Sobreviveu à maratona de vacinas do filhote? Parabéns — agora a notícia boa e a má. A boa: a fase adulta é só manutenção, bem mais tranquila. A má: manutenção esquecida desfaz o trabalho todo — a imunidade das vacinas não é vitalícia, e os vermes não se aposentam. Este guia organiza a rotina pra você nunca mais perder um prazo.
As vacinas de reforço: no esquema usual brasileiro, a polivalente (V8/V10) e a antirrábica são reforçadas anualmente — a antirrábica, além de proteção, é exigência legal em grande parte dos municípios.
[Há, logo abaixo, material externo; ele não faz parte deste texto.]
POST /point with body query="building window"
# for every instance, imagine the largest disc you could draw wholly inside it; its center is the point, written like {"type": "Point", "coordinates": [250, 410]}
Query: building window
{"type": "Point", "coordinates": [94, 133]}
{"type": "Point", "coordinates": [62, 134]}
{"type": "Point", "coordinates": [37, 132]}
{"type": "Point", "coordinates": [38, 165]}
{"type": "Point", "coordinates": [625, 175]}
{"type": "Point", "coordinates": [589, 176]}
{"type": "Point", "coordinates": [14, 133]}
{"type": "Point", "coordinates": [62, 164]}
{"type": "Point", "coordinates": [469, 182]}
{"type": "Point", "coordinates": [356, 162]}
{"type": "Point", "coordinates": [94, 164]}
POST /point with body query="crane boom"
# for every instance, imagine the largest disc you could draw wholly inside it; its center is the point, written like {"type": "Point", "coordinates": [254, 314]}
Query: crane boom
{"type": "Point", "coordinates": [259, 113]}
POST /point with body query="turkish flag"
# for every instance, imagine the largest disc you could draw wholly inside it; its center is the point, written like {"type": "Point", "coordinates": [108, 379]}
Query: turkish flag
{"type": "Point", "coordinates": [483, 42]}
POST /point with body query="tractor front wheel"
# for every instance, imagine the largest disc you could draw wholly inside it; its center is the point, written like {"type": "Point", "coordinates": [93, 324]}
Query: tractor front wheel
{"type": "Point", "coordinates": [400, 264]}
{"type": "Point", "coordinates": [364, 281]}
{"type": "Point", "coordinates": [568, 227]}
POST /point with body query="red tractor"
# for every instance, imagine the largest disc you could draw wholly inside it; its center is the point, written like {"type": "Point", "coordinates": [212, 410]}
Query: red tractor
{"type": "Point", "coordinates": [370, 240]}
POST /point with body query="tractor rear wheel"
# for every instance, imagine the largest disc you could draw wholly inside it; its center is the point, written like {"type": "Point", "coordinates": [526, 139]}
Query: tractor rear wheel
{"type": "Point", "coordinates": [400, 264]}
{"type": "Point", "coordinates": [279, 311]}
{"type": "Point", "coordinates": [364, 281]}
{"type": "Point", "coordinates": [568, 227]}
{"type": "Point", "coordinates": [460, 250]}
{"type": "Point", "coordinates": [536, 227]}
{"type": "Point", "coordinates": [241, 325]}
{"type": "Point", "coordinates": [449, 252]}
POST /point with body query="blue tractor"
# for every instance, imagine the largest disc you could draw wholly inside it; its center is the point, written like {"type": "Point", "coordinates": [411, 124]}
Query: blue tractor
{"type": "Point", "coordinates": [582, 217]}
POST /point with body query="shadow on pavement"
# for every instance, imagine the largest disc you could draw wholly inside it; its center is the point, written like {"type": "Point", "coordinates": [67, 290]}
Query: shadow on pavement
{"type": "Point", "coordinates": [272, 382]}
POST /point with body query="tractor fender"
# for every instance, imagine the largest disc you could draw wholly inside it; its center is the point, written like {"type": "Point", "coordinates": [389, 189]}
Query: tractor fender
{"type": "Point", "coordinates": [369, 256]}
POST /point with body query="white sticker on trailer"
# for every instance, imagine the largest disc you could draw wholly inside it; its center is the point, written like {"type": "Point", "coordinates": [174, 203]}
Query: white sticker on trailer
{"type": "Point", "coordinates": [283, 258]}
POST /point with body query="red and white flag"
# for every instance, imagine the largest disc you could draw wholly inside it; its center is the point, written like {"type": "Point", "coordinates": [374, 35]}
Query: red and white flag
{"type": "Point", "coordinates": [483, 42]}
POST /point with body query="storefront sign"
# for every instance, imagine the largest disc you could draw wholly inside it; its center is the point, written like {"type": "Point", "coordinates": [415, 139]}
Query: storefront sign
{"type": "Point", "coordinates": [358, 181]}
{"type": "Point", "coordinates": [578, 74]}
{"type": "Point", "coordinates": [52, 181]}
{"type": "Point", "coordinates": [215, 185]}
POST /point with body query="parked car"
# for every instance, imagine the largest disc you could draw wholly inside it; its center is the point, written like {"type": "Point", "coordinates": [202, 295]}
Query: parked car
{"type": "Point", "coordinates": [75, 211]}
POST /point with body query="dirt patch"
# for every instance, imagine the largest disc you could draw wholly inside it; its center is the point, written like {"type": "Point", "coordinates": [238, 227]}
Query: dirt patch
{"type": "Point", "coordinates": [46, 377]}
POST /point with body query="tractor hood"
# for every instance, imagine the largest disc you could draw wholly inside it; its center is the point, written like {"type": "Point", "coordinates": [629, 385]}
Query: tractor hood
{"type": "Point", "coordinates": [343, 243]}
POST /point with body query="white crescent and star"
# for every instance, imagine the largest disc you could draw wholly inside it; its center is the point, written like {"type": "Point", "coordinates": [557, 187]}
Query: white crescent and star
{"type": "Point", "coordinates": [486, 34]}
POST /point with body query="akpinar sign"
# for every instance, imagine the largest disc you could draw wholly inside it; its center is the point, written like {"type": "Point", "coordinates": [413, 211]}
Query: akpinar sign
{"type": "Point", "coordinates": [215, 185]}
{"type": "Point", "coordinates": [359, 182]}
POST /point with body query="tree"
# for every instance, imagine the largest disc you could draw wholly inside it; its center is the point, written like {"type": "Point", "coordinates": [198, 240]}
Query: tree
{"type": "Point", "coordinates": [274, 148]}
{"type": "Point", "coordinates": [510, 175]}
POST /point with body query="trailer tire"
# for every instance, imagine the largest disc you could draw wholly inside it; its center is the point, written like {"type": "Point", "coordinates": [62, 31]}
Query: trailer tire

Alguns protocolos internacionais discutem intervalos maiores pra certos componentes, e essa conversa existe na ciência — mas quem traduz isso pro SEU cão, com o produto disponível e a realidade epidemiológica da sua cidade, é o veterinário. A resposta certa pra 'de quanto em quanto tempo' é: a que está escrita na caderneta dele, pelo vet dele.
As vacinas de estilo de vida seguem valendo no adulto: gripe canina (tosse dos canis) pra quem frequenta creche, hotel, banho e tosa ou parques movimentados; giárdia e leishmaniose conforme região e avaliação. Mudou a rotina — começou creche, vai viajar pro litoral, mudou de cidade? Avise o vet: protocolo é retrato da vida atual, não tatuagem.
O vermífugo do adulto não tem número mágico universal — tem perfil de risco: cão que passeia na rua, frequenta parque e praia, convive com outros animais ou com crianças pequenas em casa (vários vermes são zoonoses — passam pra humanos, e crianças são as mais expostas) pede intervalos mais curtos, tipicamente a cada 3 a 4 meses no Brasil. Vida mais caseira permite espaçar. Existe ainda a alternativa elegante que muitos vets oferecem: exame de fezes periódico, vermifugando conforme o resultado em vez de no relógio.
Um lembrete que rende: vermífugo trata os vermes DAQUELE momento — não é escudo contínuo. Por isso a regularidade importa mais que a marca. E ele cuida do front interno; o externo (pulga, carrapato e, em área endêmica, o mosquito da leishmaniose) é proteção contínua à parte, com seu próprio calendário — temos um guia inteiro só sobre esse exército.
O sistema anti-esquecimento, porque a vida é corrida: foto da caderneta no celular, lembrete recorrente no calendário pra cada item (vacina anual, vermífugo trimestral, antipulgas mensal — cada um no seu ritmo), e a âncora mais simples de todas: amarre a renovação geral ao check-up anual, e deixe a consulta puxar o resto da fila.
Atrasou? Respira: atraso de semanas raramente exige recomeçar do zero — na maioria dos casos o vet simplesmente aplica o reforço e reajusta o calendário. O erro não é atrasar uma vez; é deixar o atraso virar dois anos por vergonha de voltar. Veterinário não dá bronca em quem aparece — só sente falta de quem some.
Quando ir ao vet: anualmente pros reforços (junto do check-up), ao mudar de rotina ou de cidade pra revisar o protocolo, e antes de viagens — destino novo às vezes pede proteção nova. Fora de hora: diarreia persistente, vermes visíveis nas fezes ou emagrecimento sem explicação não esperam o calendário.
Isto é informação geral — quem avalia e decide é o veterinário do seu cão. Na dúvida, consulte sempre.